昼間丸ノ内を徘徊《はいかい》していた痣蟹が、深更《よふけ》になってなぜ屍体を盗んでいったのだろう。一郎はなぜ弟の屍体を追わなかったのだろう。果して彼は弱虫だったろうか。
麗《うる》わしき歌姫《うたひめ》
その翌日のこと、西一郎はブラリと丸ノ内に姿を現わした。そして開演中の竜宮劇場の楽屋《がくや》へノコノコと入っていった。赤星ジュリアの主演する「赤い苺《いちご》の実《み》」が評判とみえて、真昼から観客はいっぱい詰めかけていた。いま丁度《ちょうど》、休憩時間であるが、散歩廊下にも喫煙室にも食堂にも、「赤い苺の実」の旋律《メロディ》を口笛や足調子で恍惚《こうこつ》として追っている手合が充満《じゅうまん》していた。これが流行とはいえ、実に恐るべき旋律であった。
「まア西さん、暫《しばら》くネ――」
とジュリアは一郎を快く迎えた。
「イヤ早速《さっそく》、僕のお願いを聞きとどけて下すって有難うございます。これで僕も失業者《しつぎょうしゃ》の仲間から浮び上ることができます」
一郎はジュリアに頼んで、レビュウ団の座員見習《ざいんみならい》として採用してもらうこととなったのであった。彼は長身の好男子だったし、それに音楽にも素養《そよう》があるし、タップ・ダンスはことに好きで多少の心得《こころえ》があったので、この思い切った就職をジュリアに頼んだわけだった。日頃|我儘《わがまま》な気性《きしょう》の彼女だったが、弟を殺された一郎に同情したものか、快くこの労《ろう》をとって支配人の承諾を得させたのであった。

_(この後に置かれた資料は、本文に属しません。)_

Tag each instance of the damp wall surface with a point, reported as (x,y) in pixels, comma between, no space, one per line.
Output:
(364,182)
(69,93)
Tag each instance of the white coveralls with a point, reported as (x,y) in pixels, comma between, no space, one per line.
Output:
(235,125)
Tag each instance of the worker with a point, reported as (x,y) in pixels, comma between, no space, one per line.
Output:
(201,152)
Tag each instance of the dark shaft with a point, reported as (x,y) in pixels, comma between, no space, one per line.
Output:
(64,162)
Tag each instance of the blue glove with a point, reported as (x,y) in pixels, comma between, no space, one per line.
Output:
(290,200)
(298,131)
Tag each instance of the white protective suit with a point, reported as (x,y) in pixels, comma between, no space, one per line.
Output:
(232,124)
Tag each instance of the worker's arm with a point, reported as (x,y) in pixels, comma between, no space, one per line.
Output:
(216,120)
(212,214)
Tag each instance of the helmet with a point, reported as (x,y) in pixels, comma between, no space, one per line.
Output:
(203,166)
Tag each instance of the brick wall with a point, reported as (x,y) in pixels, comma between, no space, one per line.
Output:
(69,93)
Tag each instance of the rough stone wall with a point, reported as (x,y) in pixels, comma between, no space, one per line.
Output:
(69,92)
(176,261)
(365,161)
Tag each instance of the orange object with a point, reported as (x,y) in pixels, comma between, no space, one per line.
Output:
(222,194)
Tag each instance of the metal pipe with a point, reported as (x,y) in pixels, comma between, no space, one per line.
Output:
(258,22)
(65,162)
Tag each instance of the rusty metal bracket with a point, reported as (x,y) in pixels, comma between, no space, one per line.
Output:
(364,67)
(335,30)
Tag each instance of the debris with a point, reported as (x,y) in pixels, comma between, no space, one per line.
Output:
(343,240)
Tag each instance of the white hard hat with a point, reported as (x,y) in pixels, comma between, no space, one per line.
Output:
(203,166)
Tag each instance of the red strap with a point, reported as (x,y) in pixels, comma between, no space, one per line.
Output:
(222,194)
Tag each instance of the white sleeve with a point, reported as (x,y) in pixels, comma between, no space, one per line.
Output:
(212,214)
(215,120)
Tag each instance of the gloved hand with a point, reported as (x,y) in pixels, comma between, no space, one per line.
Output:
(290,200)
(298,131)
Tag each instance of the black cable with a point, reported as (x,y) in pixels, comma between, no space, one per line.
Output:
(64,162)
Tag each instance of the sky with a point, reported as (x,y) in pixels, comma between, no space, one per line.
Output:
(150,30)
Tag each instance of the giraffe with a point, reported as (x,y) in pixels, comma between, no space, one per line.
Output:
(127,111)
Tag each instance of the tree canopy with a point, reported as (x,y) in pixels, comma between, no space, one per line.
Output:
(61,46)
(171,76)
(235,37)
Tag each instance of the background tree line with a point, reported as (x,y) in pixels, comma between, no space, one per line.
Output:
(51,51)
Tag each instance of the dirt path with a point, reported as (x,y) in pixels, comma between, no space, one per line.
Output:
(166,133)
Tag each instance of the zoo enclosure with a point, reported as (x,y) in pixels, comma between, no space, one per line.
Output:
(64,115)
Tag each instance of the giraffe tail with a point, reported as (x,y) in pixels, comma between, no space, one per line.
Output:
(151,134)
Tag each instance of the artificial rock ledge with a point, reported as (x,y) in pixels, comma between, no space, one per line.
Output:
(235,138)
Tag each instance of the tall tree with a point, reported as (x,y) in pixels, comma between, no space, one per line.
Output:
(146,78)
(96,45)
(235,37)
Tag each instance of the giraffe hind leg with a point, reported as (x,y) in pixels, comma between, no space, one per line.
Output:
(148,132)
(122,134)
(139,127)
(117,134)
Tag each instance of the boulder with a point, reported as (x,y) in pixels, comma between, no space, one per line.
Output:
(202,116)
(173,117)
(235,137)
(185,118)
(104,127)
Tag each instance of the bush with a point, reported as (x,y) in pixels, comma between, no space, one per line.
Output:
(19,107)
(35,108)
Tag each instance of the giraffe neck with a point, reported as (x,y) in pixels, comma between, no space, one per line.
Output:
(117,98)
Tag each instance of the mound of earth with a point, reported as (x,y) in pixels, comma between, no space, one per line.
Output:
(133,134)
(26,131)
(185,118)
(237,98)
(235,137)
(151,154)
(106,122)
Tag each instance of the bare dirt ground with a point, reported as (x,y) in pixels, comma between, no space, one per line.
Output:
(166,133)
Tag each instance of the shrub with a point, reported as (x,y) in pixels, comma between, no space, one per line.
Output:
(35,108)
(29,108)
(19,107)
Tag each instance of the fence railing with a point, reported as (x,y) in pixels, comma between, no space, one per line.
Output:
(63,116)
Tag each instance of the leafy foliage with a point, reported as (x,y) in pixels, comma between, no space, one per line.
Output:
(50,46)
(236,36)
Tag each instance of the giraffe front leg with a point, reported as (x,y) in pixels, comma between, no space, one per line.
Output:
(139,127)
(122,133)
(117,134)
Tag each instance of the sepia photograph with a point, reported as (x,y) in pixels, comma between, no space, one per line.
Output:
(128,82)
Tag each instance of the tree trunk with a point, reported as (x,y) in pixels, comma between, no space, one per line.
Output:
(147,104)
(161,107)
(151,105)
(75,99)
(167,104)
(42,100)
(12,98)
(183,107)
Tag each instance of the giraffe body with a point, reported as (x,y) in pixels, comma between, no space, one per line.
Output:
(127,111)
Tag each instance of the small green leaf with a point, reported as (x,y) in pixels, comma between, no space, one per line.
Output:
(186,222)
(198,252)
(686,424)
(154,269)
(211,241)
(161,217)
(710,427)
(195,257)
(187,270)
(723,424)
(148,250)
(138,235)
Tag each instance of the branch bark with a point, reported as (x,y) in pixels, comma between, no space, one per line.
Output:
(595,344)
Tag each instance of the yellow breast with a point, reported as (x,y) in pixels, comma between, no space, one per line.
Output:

「あら、改《あらた》まってお礼を仰有《おっしゃ》られると困るわ。――だけど勉強していただきたいわ、あたしが紹介した、その名誉のためにもネ」
「ええ、僕は気紛《きまぐ》れ者で困るんですが、芸の方はしっかりやるつもりですよ」
「頼母《たのも》しいわ。早くうまくなって、あたしと組んで踊るようになっていただきたいわ」
「まさか――」
と一郎は笑ったが、ジュリアの方はどうしたのか笑いもせず、夢見るような瞳をジッと一郎の面《おもて》の上に濺《そそ》いでいたが、暫くしてハッと吾れに帰ったらしく、始めてニッコリと頬笑《ほほえ》んだ。